I raised those points during a recent conversation with Regis Saffold, a DealerSocket Customer Success Manager. We were talking about CRM usage rates and why some dealers struggle to get their sales teams to engage the tool. I just wondered if I was crazy to think that access to list builder-type features should not be limited to only general managers and BDC managers?

"Not at all," Regis said. "All users should have a BDC manager mentality. If not, huge portions of the tool are being ignored — the most important features, in my opinion."

Having led an industry publication for more than a decade, I had the pleasure of meeting and learning from many of this industry's great minds. One of them is Jim "The Alpha Dawg" Ziegler. The one piece of advice he imparted in one of his columns that I'll never forget is the importance of the sales team marrying the CRM. It's "the heartbeat of sales and service," he wrote.

I figured "Da Man," as he's also called, would set me straight. Well, he did. Through Facebook Messenger, I posed those same questions to him. Having sat through his workshops, I knew what his answer would be before I hit send.

"I would NOT allow it," he responded.

With my tail between my legs, I reached out to one of my old buddies, an F&I director at a Cadillac store in Colorado. The guy is one of the most talented F&I professionals in the business, and I knew his dealership was a Socket store.
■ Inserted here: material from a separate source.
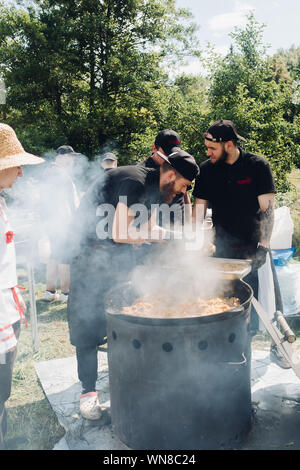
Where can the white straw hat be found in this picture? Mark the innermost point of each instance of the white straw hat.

I posed the same question I posed to Ziegler.

"We don't restrict access here, and we encourage them to interact with the CRM," he said.

Feeling less crazy, I reached out to another one of my old friends, a former F&I director-turned-GM from Maryland. She responded with a "No," adding, "The sales manager or I create those lists."

Listen, I get it. As a general manager, you want your salespeople working the hot leads you or your BDC serves up. You also don't want customers getting hit with emails or mailers twice in the same week. And you certainly want your sales team focused on the campaigns your dealership is pushing, and the programs your promoting.

Then there's the floor "ups" your sales team needs to handle and your road-to-the-sale process. Keep in mind the car business is the only retail vertical in which salespeople are required to stay with the customer through the entire transaction. Add that all up and there isn't much time for salespeople to be working their own lists.

Then there's the transient nature of the business, and you certainly don't want salespeople walking off with lists of your customers. These are all excellent points for limiting what a salesperson can access. I just wonder if focusing solely on accountability is why the CRM is often viewed by sales staff as kind of a nanny cam, recording everything they are and aren't doing.

Earlier this year, I had the opportunity to interview Rudy T., aka El Patronn, about his Brooklyn Mitsubishi dealership. In his first year at the helm of what he described as an underperforming store, Rudy increased sales and profits by 65% and 52%, respectively. This year, Rudy's store broke into the national sales ranks for Mitsubishi dealerships.

How did he change things? He got his sales team excited about using the CRM by encouraging them to create their own lists. But he did much more than that. He instructed them to become their own brands, create their own logos and websites, get active on social media, and use their mobile devices to record vehicle walkarounds they could email or text to customers.

What he did was show them how his seemingly trivial requirement of logging every customer in the CRM helped them become mini businesses within the dealership. And that spoke directly to their entrepreneurial spirit. Truth is, many of the issues I previously mentioned can be solved with a little coordination between your sales team and BDC, assistance from your vendor rep, and employing the many features today's modern CRM offers.